Puluhan ribu tahun yang lalu, ketika Homo sapiens menyebar ke Eurasia, mereka bertemu dengan Neanderthal, sepupu dekat evolusioner mereka. Terjadi perkawinan silang yang meninggalkan jejak DNA Neanderthal pada manusia modern saat ini. Penelitian genetik baru menunjukkan bahwa percampuran ini tidak terjadi secara acak: Neanderthal jantan dikawinkan secara tidak proporsional dengan Homo sapiens betina, sehingga meninggalkan tanda genetik yang berbeda.
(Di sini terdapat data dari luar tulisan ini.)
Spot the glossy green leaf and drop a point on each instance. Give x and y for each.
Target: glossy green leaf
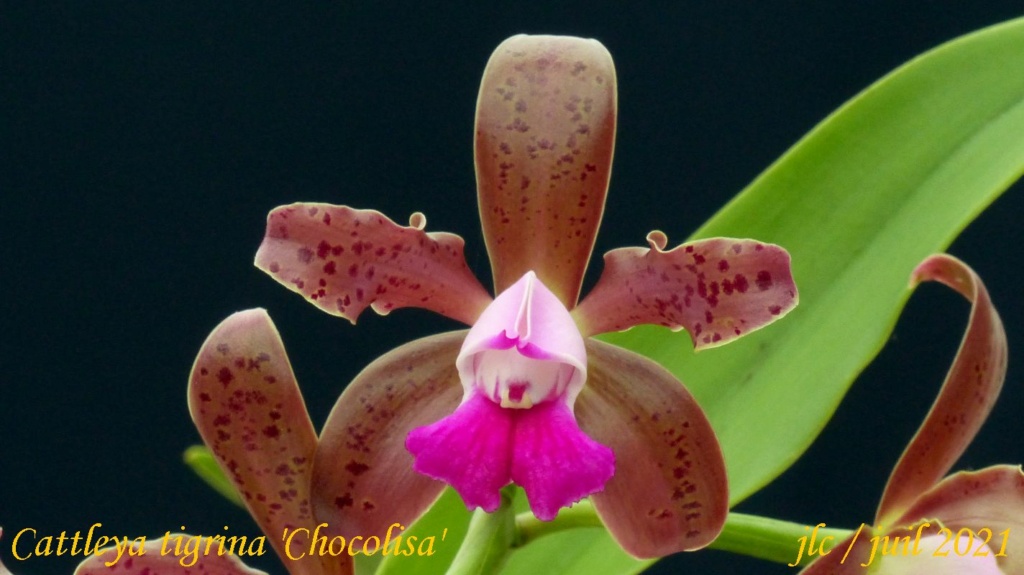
(890, 178)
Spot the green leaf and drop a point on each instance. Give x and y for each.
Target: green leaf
(448, 522)
(890, 178)
(205, 466)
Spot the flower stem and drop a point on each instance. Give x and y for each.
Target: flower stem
(761, 537)
(771, 539)
(488, 541)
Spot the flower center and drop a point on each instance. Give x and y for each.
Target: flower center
(515, 381)
(523, 350)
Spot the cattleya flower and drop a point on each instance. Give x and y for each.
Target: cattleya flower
(247, 406)
(980, 510)
(525, 396)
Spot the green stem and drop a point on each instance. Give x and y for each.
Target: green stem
(488, 540)
(761, 537)
(772, 539)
DNA Neanderthal yang Hilang
Temuan kuncinya terletak pada distribusi DNA Neanderthal dalam genom manusia. Meskipun populasi non-Afrika biasanya memiliki sekitar 1-4% keturunan Neanderthal, wilayah tertentu – khususnya kromosom X – menunjukkan tidak adanya materi genetik ini. Selama bertahun-tahun, para ilmuwan berasumsi bahwa “gurun Neanderthal” ini ada karena gen Neanderthal tertentu berbahaya atau tidak sesuai dengan biologi manusia, dan seleksi alam memusnahkannya.
Namun, analisis terbaru menantang gagasan ini. Para peneliti memeriksa DNA dari tiga individu Neanderthal (Altai, Chagyrskaya, Vindija) dan membandingkannya dengan data genetik dari populasi Afrika sub-Sahara yang tidak memiliki keturunan Neanderthal. Hasilnya menunjukkan ketidakseimbangan yang mencolok: Kromosom X Neanderthal mengandung kelebihan DNA manusia modern (62% lebih banyak dibandingkan kromosom lainnya), sedangkan genom manusia kekurangan DNA Neanderthal pada kromosom X.
Mengapa Arah Kawin Penting
Pola ini menunjukkan adanya bias yang jelas dalam perilaku kawin. Karena betina membawa dua kromosom X dan jantan hanya satu, arah perkawinan silang berdampak signifikan pada pewarisan genetik. Jika laki-laki Neanderthal lebih suka dikawinkan dengan perempuan Homo sapiens, maka lebih sedikit kromosom X Neanderthal yang akan masuk ke dalam kumpulan gen manusia, sementara lebih banyak kromosom X manusia yang akan masuk ke populasi Neanderthal.
“Preferensi kawin memberikan penjelasan yang paling sederhana,” kata Dr. Alexander Platt, penulis utama studi tersebut.
Dampaknya tampaknya terus berlanjut dari generasi ke generasi, dengan laki-laki yang merupakan keturunan Neanderthal lebih diutamakan daripada perempuan dalam populasi yang didominasi Homo sapiens. Hal ini menunjukkan adanya preferensi yang berkelanjutan – baik disengaja maupun tidak langsung – terhadap manusia hibrida Neanderthal jantan.
Implikasi yang Lebih Luas
Penelitian ini tidak membahas mengapa bias ini terjadi. Laki-laki Neanderthal mungkin lebih agresif, lebih bersedia untuk kawin silang, atau lebih bersedia untuk kawin. Preferensi tersebut bisa saja bersifat oportunistik, atau mungkin didorong oleh faktor sosial atau biologis yang tidak diketahui.
Temuan ini menawarkan pemahaman yang lebih mendalam tentang bagaimana populasi manusia purba berinteraksi dan berevolusi. Penelitian ini menyoroti bahwa perkawinan silang pada zaman dahulu bukanlah sebuah proses netral: perkawinan ini dibentuk oleh pola perilaku yang meninggalkan jejak abadi dalam sejarah genetika kita.